Eccleston slung his rope over a rail and pressed rosin into the palm of a glove and pulled the rosin into the rope. He picked up a loop and took up the slack in his left hand. He threw the loop that fell over the filly’s ears and onto her shoulders. The rope pulled tight around her neck. He dug his heels in the dirt and held the filly until she was still. He drew along the rope but the horse reared and ran at him, shying away at the last, pulling him over and the rope out of his hand. The horse pranced about the end of the yard, as skittish as it had been in the beginning, head high and wary, now dragging the rope.
Eccleston collected his angler’s hat and brushed and reshaped it. Grey ran him a cup of water from their esky that sat atop a post.
“That thing was sired by a goat!’ said Eccleston.
“The blood’s all right,” said Tanner. “We had some of these horses here last year. She’s full a grain, that’s all. Her guts are burnin.”
Eccleston looked at Grey then back at Tanner who looked up at the sky.
“The bloke I bought em off just inherited the string. He’s a boy. He thinks it makes em more saleable if their coats are shinin.”
“When did they get off the truck?”
“Last night.”
Eccleston began untying his glove.
“Leave em in the yard for a day with water, no feed. I’ll come back tomorrow afternoon and saddle em out. The day after that I’ll break em.”
“No can do. I’ve already got a buyer. I promised em delivered broken this week.”
“How far away does your bloke live?”
“On the border. Near Goondiwindi.”
“Well, I’ll start em tomorrow. A truck can get to the border in a day.”
“Ideally,” Tanner said.
“Ideally what?”
“Ideally, you could start em tomorrow. Only, I’ve got business in the city day after tomorrow.”
“No matter,” said Eccleston. “I’ve got nothin else on.”
“Clients don’t like the idea a boys bein on the place when I’m not around. The horses here are my responsibility, you understand.”
“No. But they’re your horses–in a manner of speakin.”
“I’ll do half,” said Grey, jumping down off the rail. “So you don’t have to get thrown off all six. Three solid meals of dirt are enough for any man in one day.” He looked up at Tanner. “Full-pay again. Me and him’ll split it. All right?”
“Can you break a horse?”
“You want
em done in two days?”
Tanner spat.
“All right then.”
Eccleston turned to Tanner.
“You still got that old white mare here?”
“She’s in the willow paddock.”
“Go and catch her for me, Grey. There’s a bridle and rein in the back of the truck. Ride her back. We’ll quieten em down easier with her in the yard.”
When Grey left to get the mare, a late model sedan neither he nor Eccleston recognized pulled up the drive. The man who got out wore a suede jacket and sunglasses. His thinning brown hair was oiled firmly back on his skull.
Tanner climbed off the rail.
“If your useless black uncle shows up while I’m inside, tell him he’s not gettin a red cent.”

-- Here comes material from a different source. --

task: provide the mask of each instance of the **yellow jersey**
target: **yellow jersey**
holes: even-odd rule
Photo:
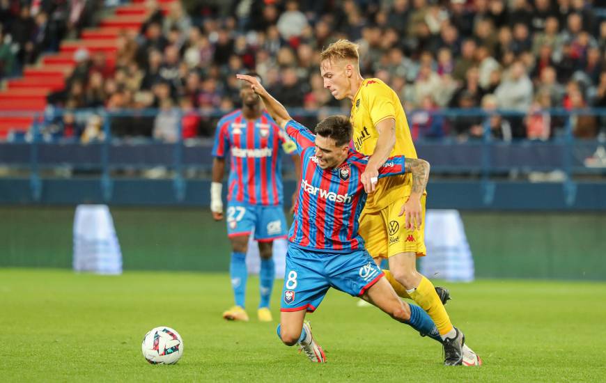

Eccleston stopped working the filly and spat and took a rolled cigarette from his shirt pocket and sucked on the end.
“You fire another shot at him, old man, and you’ll regret it.”
Tanner was suddenly nervous. He turned to the man beside him and mumbled something and the two of them laughed.
“Don’t set fire to the place while I’m inside, Ook. The bloke I’m sellin the horses to cares about presentation. He won’t want em ripped apart goin over fences.”
Tanner drove the man the quarter-mile from the yards to his house.
“Who’s that?’ said Grey when he returned with the mare.
Eccleston shrugged.
“Looks like a racetrack urger or ex-cop.”
THEY WERE TOO tired to speak when they got into Grey’s truck late that afternoon. They splashed iodine on their shoulders and forearms that were wounded from being thrown into the yard rails. Lightning flashed on every horizon and a cloud as black as charred wood pulled wispy orange tendrils beneath it.